O Tribunal Superior Eleitoral (TSE) rejeitou nesta terça-feira (02) os recursos apresentados pelo ex-governador do Rio de Janeiro, Cláudio Castro (PL), e manteve a decisão que o tornou inelegível por oito anos, até 2030.
Por 5 votos a 2, os ministros confirmaram o entendimento adotado em março, quando a Corte concluiu que houve abuso de poder político e econômico, condutas vedadas e captação ilícita de recursos durante as eleições de 2022.
A decisão também preserva a interpretação de que a renúncia de Castro ao cargo de governador, apresentada na véspera da conclusão do julgamento, impediu a cassação de seu mandato, mas não afastou a punição de inelegibilidade.
O relator do caso, ministro Ricardo Villas Bôas Cueva, votou pela rejeição dos recursos e foi acompanhado pelos ministros André Mendonça, Dias Toffoli, Antonio Carlos Ferreira e Nunes Marques. Para a maioria, não houve prejuízo às defesas, e as provas reunidas demonstram a participação dos condenados nas irregularidades investigadas.
As defesas de Castro e do deputado estadual Rodrigo Bacellar pediam a anulação do julgamento, alegando falhas processuais e insuficiência de provas. Já o Ministério Público Eleitoral defendia que o TSE reconhecesse formalmente a cassação do diploma de Castro, argumentando que a renúncia não poderia impedir a aplicação dessa sanção.
Houve divergência dos ministros Floriano de Azevedo Marques e Estela Aranha, que entenderam que a cassação do diploma deveria ser reconhecida como consequência automática da condenação por abuso de poder.

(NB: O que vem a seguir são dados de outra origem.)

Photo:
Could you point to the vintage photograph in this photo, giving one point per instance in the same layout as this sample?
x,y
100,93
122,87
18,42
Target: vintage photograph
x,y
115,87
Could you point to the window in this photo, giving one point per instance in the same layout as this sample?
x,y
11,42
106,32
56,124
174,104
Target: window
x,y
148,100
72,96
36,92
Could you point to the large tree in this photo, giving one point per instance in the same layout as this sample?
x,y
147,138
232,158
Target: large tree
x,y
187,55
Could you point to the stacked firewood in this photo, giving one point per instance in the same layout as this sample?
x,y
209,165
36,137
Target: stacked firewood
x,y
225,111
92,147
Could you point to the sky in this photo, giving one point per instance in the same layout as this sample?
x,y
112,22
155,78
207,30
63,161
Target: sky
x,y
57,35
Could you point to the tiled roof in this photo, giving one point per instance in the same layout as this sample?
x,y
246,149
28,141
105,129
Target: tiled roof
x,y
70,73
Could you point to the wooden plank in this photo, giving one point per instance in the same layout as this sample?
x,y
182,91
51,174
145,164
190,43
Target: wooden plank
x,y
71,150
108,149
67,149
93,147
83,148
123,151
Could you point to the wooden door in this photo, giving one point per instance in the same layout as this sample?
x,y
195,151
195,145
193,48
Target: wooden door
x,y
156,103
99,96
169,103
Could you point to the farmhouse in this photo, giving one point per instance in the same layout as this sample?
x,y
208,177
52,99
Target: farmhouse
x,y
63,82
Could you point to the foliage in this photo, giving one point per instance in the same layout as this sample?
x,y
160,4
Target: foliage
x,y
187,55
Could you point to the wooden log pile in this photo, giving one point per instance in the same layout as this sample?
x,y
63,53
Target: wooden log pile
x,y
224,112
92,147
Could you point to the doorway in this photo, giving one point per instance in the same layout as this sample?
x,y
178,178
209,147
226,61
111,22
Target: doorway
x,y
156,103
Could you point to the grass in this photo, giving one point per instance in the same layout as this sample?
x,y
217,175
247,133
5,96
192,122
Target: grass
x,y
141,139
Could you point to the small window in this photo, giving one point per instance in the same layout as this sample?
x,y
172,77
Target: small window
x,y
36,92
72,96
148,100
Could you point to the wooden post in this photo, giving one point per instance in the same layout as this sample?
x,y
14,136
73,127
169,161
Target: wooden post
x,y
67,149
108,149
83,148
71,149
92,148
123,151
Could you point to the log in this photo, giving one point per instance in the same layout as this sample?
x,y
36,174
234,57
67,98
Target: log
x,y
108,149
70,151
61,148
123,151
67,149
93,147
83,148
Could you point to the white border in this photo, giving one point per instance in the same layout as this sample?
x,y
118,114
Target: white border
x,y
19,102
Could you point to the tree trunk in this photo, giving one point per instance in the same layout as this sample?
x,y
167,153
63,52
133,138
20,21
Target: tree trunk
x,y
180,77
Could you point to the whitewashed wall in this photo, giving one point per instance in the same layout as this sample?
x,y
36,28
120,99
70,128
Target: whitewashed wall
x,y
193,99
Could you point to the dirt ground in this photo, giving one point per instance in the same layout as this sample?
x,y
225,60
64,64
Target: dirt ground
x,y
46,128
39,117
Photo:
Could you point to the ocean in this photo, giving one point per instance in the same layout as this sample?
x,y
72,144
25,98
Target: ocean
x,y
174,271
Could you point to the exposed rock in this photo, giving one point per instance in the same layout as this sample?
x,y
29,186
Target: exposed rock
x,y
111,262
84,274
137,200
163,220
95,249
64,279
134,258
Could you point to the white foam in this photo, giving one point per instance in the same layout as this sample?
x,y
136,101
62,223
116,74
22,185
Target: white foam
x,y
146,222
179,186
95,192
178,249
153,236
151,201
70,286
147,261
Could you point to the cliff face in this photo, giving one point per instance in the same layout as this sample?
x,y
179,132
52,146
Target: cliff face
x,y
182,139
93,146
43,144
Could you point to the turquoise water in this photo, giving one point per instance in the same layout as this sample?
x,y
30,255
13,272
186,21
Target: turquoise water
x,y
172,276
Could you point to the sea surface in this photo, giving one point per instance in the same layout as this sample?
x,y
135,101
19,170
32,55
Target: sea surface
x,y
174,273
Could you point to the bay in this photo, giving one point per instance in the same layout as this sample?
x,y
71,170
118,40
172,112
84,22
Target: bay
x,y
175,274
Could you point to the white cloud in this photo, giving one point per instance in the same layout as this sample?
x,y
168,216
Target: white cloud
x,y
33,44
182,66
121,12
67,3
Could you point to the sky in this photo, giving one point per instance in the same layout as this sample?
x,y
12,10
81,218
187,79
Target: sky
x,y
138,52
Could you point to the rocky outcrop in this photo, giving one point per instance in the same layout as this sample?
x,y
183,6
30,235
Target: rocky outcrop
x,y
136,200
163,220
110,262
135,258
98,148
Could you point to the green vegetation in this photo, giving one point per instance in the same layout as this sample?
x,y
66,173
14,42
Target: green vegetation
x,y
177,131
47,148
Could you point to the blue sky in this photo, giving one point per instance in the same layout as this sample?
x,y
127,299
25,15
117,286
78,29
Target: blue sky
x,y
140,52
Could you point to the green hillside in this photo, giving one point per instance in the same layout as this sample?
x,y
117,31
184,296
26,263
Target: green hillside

Ambos também apontaram que a renúncia do então governador ocorreu às vésperas do julgamento e teve potencial impacto sobre a aplicação da punição.
Caso Ceperj
No julgamento de março, a maioria do TSE concluiu que houve uso irregular da estrutura do Ceperj (Centro Estadual de Estatísticas, Pesquisas e Formação de Servidores Públicos do Rio de Janeiro) para a contratação de cerca de 27,5 mil funcionários temporários em período próximo às eleições.
Segundo a Corte, as contratações foram utilizadas para ampliar a influência política do grupo ligado ao governo estadual. Os ministros também apontaram irregularidades envolvendo projetos sociais financiados pela fundação e o uso da estrutura da Uerj para obtenção de vantagem eleitoral.
Além da inelegibilidade de Castro, o TSE determinou a cassação do diploma de Rodrigo Bacellar, a realização de novas eleições para o governo do estado, a retotalização dos votos para deputado estadual e a aplicação de multas aos envolvidos.
Impacto no STF
A conclusão do julgamento dos recursos no TSE deve permitir a retomada, no Supremo Tribunal Federal (STF), da análise sobre a forma de escolha do sucessor de Cláudio Castro.
O Supremo discute se a eleição para o mandato-tampão no governo do Rio de Janeiro deverá ocorrer de forma direta, com voto popular, ou indireta, pela Assembleia Legislativa do Estado do Rio de Janeiro (Alerj).
O julgamento está suspenso desde abril por um pedido de vista do ministro Flávio Dino. Até o momento, há maioria provisória favorável à realização de eleição indireta, mas a discussão ainda não foi concluída.